A gown rustled, a light step was heard, the door opened, and a sweet laughing voice rung out its greeting to the painter from the threshold.
"So late, Simon! Shameful, isn't it? But I've got all they wanted. Such bargains! I suppose nobody ever did so much shopping in so short a--"
She caught sight of Dick, stopped, blushed, and made a very fascinating little curtsey, as they were formally introduced; but next time she spoke the merriment had gone out of her voice. It had become more staid, more formal, and its deeper, fuller tones reminded him painfully of Maud.
gjwmn/image.jpg
[Illustration: "She caught sight of Dick."]

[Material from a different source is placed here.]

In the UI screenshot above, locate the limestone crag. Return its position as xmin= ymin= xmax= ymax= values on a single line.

Yes. Had he not known Lady Bearwarden so well, he thought it would have been quite possible for him to have mistaken this beautiful young lady for that faithless peeress. The likeness was extraordinary, ridiculous. Not that he felt the least inclined to laugh. The features were absolutely the same, and a certain backward gesture of the head, a certain trick of the mouth and chin were identical with the manner of Lady Bearwarden, in those merry days that seemed so long ago now, when she had been Maud Bruce. Only Miss Algernon's face had a softness, a kindly trustful expression he never remembered on the other, and her large pleading eyes seemed as if they could neither kindle with anger nor harden to freezing glances of scorn.
As for the Fairy Queen, he looked from the picture to its original, and felt constrained to admit that, wondrously beautiful as he had thought its likeness on canvas, the face before him was infinitely superior to the painter's fairest and most cherished work.
Dick went away of course almost immediately, though sorely against his will. Contrary to her wont, Miss Algernon, who was rather a mimic and full of fun, neither imitated the gestures nor ridiculed the bearing of this chance visitor. "She had not observed him much," she said, when taxed by Simon with this unusual forbearance. This was false. But "she might know him again, perhaps, if they met." This, I imagine, was true.
And Dick, wending his way back to his hotel buried in thought, passed without recognising it the spot where he met Lady Bearwarden one short hour ago. He was pondering, no doubt, on the face he had just seen--on its truth, its purity, its fresh innocent mirth, its dazzling beauty, more, perhaps, than on its extraordinary likeness to hers who had brought him the one great misfortune of his life.